Dillingham: “We cut a deal and we stuck to it. Today, legislators are often scared – of interest groups, of recall campaigns, of who knows what. But in our case, over the years we got to know each other so well that neither of us was prepared to go back on our word, on what we had agreed to do. I can’t imagine being able to that today.”

And so legislation amending the Public Health Code authorizing hospice care was finally passed by the legislature in 1987 and signed into law by Governor Blanchard.

According to the Michigan Hospice and Palliative Care Organization, around 42,000 people in Michigan avail themselves of hospice care. A more specific number comes from Medicare data, which show that just for 2005 a total of 32,836 people in Michigan had hospice care paid for by Medicare. So what Representatives Dillingham and Hollister wrought together has made an important difference in the lives of many, many Michiganders.

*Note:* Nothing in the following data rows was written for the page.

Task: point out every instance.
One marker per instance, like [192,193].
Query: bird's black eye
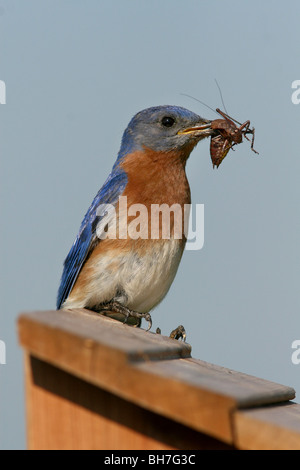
[167,121]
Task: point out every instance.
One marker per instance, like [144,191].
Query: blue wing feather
[108,194]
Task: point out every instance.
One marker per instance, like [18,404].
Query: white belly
[138,281]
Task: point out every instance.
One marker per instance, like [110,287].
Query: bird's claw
[178,333]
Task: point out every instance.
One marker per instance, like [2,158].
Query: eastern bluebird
[129,276]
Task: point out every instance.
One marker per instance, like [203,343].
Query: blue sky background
[76,72]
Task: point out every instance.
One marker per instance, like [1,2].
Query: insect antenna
[221,96]
[199,101]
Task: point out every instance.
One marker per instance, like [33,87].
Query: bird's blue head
[164,129]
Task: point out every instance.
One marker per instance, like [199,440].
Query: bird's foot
[115,306]
[178,333]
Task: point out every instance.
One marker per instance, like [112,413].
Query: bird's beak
[199,130]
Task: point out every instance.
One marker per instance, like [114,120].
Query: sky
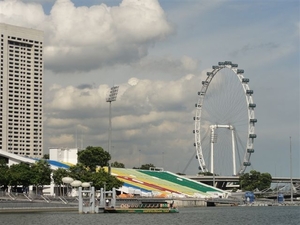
[158,52]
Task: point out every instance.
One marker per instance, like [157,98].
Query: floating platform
[143,207]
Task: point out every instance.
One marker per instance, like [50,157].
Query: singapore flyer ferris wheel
[225,121]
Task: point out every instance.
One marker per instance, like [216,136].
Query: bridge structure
[229,182]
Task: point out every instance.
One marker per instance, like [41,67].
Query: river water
[275,215]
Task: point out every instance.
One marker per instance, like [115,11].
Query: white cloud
[86,38]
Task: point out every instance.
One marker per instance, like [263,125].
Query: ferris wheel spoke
[225,108]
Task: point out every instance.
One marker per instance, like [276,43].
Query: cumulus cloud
[86,38]
[143,108]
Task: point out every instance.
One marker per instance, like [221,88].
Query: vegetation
[255,180]
[88,169]
[92,157]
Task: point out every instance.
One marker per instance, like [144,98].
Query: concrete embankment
[19,206]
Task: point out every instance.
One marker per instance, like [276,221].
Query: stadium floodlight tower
[111,98]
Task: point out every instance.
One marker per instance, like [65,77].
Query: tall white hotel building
[21,91]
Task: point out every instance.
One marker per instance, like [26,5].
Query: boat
[143,207]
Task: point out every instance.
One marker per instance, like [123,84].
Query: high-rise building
[21,90]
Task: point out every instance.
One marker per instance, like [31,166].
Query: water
[284,215]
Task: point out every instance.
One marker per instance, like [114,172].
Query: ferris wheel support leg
[212,150]
[233,152]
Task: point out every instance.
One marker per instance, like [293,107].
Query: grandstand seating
[163,183]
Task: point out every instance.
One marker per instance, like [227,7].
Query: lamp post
[111,98]
[291,171]
[139,158]
[67,180]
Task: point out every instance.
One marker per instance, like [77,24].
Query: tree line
[88,169]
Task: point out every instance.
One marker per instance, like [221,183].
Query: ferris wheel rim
[250,111]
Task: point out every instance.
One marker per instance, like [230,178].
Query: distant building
[21,91]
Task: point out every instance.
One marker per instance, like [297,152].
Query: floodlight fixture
[111,98]
[112,94]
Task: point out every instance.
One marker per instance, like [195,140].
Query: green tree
[117,165]
[92,157]
[80,172]
[102,179]
[46,156]
[41,174]
[255,180]
[20,174]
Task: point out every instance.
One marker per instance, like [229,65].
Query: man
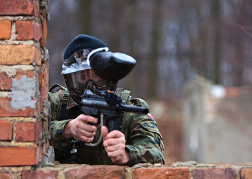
[137,138]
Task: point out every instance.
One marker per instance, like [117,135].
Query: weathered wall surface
[23,86]
[217,123]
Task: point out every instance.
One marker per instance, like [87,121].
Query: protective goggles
[79,61]
[80,81]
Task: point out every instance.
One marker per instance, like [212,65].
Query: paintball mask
[79,76]
[76,70]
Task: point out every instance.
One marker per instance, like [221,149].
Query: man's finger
[87,119]
[113,141]
[104,131]
[115,134]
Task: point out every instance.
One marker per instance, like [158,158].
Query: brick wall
[178,170]
[23,85]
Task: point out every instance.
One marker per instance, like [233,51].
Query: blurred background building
[174,42]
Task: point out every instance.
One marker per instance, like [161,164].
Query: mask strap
[105,49]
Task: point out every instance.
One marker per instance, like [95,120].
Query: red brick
[19,55]
[39,174]
[27,73]
[5,176]
[28,132]
[156,173]
[42,40]
[212,173]
[246,173]
[5,81]
[5,130]
[28,30]
[19,7]
[43,78]
[105,172]
[12,156]
[7,111]
[5,29]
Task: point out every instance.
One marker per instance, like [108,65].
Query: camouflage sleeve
[144,140]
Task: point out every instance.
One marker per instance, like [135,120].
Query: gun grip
[112,125]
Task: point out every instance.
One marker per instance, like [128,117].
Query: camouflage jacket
[143,139]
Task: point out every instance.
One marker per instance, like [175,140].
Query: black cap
[82,41]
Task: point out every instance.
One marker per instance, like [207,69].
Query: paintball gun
[111,67]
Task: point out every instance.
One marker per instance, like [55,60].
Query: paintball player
[136,138]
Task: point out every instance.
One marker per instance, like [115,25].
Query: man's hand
[79,128]
[114,144]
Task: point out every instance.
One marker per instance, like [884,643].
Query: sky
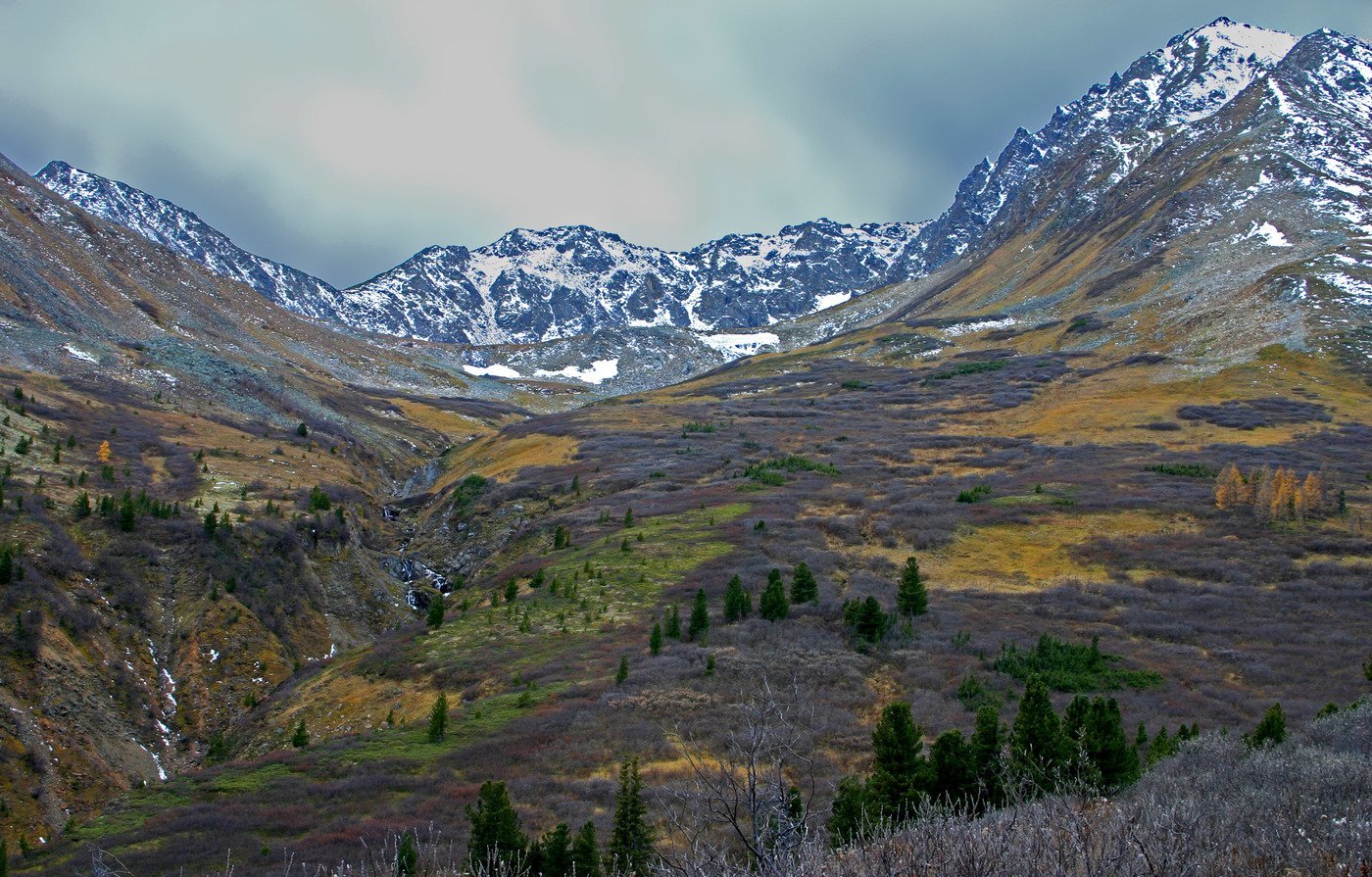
[342,136]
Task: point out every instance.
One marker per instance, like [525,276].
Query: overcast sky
[340,136]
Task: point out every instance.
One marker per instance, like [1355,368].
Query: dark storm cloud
[340,136]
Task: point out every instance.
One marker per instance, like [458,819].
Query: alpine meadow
[1029,540]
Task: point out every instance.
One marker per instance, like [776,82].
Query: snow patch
[736,345]
[596,372]
[491,370]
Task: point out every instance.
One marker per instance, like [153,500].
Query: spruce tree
[911,597]
[407,855]
[558,853]
[438,719]
[901,774]
[1271,730]
[496,839]
[1039,749]
[772,604]
[435,613]
[803,585]
[987,743]
[851,814]
[699,624]
[586,853]
[631,839]
[737,603]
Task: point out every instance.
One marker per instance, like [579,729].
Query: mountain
[534,286]
[184,232]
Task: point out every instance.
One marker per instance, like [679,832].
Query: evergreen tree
[438,719]
[803,585]
[851,812]
[772,604]
[407,855]
[987,743]
[699,624]
[556,850]
[737,603]
[1039,749]
[496,833]
[1271,730]
[901,774]
[911,597]
[586,853]
[435,613]
[631,839]
[956,767]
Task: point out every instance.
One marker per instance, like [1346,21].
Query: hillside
[1120,421]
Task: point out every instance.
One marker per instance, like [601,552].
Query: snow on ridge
[597,372]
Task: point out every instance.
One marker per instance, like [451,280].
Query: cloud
[340,134]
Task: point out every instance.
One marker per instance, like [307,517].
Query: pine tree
[631,839]
[772,604]
[438,607]
[496,839]
[803,585]
[737,603]
[407,855]
[911,597]
[1039,750]
[1271,730]
[438,719]
[556,853]
[586,853]
[851,812]
[987,743]
[699,624]
[901,774]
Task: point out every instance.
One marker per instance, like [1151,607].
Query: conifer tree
[586,853]
[438,719]
[1039,749]
[737,603]
[803,585]
[496,839]
[772,604]
[631,839]
[1271,730]
[407,855]
[556,853]
[438,607]
[911,597]
[699,624]
[901,774]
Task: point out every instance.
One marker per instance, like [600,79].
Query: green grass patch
[1070,667]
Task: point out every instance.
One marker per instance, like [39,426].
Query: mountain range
[564,439]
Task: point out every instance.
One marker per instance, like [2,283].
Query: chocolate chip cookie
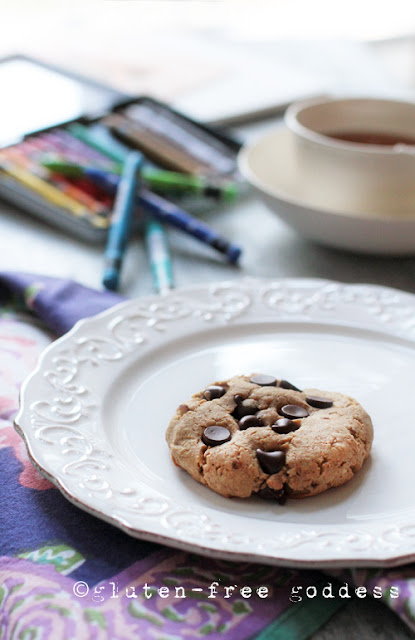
[259,435]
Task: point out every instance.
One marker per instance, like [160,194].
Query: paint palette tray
[62,106]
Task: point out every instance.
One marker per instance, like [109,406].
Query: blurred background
[170,48]
[222,61]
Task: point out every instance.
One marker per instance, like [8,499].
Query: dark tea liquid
[369,137]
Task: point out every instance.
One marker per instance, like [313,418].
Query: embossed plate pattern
[94,412]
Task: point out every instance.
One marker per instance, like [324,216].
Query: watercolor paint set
[64,140]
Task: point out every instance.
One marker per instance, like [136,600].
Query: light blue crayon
[159,256]
[120,228]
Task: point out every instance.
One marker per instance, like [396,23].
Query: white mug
[373,178]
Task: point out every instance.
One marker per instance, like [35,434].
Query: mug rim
[291,121]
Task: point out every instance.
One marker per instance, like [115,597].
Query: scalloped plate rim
[388,560]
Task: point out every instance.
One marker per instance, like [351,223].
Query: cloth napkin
[65,574]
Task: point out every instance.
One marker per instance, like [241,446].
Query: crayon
[120,228]
[156,179]
[23,155]
[88,137]
[159,256]
[51,193]
[173,215]
[169,213]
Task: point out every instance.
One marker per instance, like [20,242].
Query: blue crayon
[120,228]
[169,213]
[159,256]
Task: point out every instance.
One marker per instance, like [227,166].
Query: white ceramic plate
[94,412]
[270,165]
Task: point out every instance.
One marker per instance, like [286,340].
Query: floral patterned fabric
[66,574]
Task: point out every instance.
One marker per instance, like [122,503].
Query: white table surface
[270,250]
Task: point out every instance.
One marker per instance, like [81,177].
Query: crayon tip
[233,253]
[230,192]
[110,279]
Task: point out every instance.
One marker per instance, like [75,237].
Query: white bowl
[269,165]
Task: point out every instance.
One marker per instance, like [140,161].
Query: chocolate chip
[241,410]
[284,425]
[182,409]
[263,380]
[270,461]
[271,494]
[214,391]
[319,403]
[293,411]
[284,384]
[212,436]
[250,421]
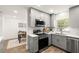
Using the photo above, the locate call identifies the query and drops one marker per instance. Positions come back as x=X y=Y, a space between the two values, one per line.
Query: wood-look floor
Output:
x=23 y=49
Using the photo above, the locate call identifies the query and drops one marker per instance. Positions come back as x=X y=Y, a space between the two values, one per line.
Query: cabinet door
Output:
x=62 y=42
x=55 y=40
x=35 y=44
x=72 y=45
x=50 y=39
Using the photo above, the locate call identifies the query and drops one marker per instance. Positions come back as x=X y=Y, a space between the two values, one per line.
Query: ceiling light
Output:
x=15 y=11
x=14 y=16
x=51 y=11
x=38 y=5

After leaving the legislature, Hollister became the Mayor of Lansing and is now the Director of Prima Civitas, the economic development organization working for Lansing and mid-Michigan. Dillingham became the President of the Economic Development Council of Livingston County. Both lost their mothers within the past three months; they died peacefully in hospice care.

“We’re still friends, still working together with the same passion as we did when we were in the Legislature,” says Dillingham. “Collaboration is the key to legislation, as it is to almost everything of any importance,” says Hollister.

Would that our legislative leaders in Lansing today could understand and follow their example.